En mi opinión, en este nuevo tiempo primaveral, deberíamos hacer un renovado esfuerzo por recuperar, no la alegría forzada y obligatoria de las fiestas convencionales, sino esa otra alegría profunda, serena y constante, que consiste en comprender y en sentirse comprendido, en amar y en sentirse amado. Como todos sabemos, en la vida real, a veces, la alegría es compatible con los golpes del dolor e, incluso, con los crujidos de la tristeza. La alegría -la expresión directa del bienesentir, del bienpensar, del bienquerer, del bienser, del bienestar y del bienhacer- es la manifestación humana del gozo interior que nos produce la posesión de un bien o la esperanza de alcanzar un beneficio sustancioso como, por ejemplo, el placer sereno o exultante de la existencia y de la vida, la dicha honda del amor, la fruición placentera de la contemplación apacible de la naturaleza, la paz íntima del trabajo esmerado, la satisfacción profunda del deber cumplido, el gusto duradero de los bienes compartidos o de los servicios prestados.
Esta alegría sí que es, efectivamente, el resplandor directo y expansivo de una luz interior, el reflejo de un alma sencilla que disfruta cuando saborea la vida. Para sentir alegría, por lo tanto, no son necesarios los pensamientos sublimes, las grandes palabras, las elevadas metas ni los horizontes maravillosos, sino que son suficientes los paisajes cercanos, los momentos cotidianos y los pequeños pasos que damos para movernos por nuestra propia existencia, sobre todo cuando acompañamos y nos sentimos acompañados.
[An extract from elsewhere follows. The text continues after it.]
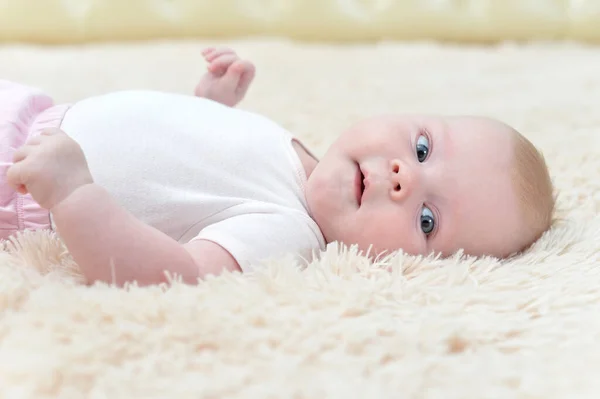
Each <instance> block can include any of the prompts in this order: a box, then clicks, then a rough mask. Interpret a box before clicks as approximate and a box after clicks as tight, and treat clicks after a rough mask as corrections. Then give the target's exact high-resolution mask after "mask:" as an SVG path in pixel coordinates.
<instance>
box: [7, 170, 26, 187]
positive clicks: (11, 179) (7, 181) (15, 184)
mask: <svg viewBox="0 0 600 399" xmlns="http://www.w3.org/2000/svg"><path fill="white" fill-rule="evenodd" d="M22 176H23V164H15V165H12V166H11V167H10V168H8V171H7V172H6V181H7V182H8V185H9V186H10V187H11V188H12V189H13V190H15V191H17V192H19V193H20V194H27V187H26V186H25V184H23V178H22Z"/></svg>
La “alegría” es un lenguaje que nos revela el bienestar que, “por dentro”, experimenta la conciencia cuando, a pesar de todos los pesares, la realidad coincide con los deseos, los hechos con las esperanzas, los esfuerzos con los resultados. Es alegre el que, sabiendo encajar las dificultades y los contratiempos, descubre el sentido a la vida, dirige una mirada positiva a las cosas, a los sucesos y a las personas; el que extrae lo mejor de la vida y mantiene el aliento, incluso, en los desalientos y, sobre todo, el que, por sentirse bien consigo mismo, tiene ganas de vivir y de servir. La senda más directa y más segura para lograr alegría es esforzarnos por transmitirla a los que nos rodean.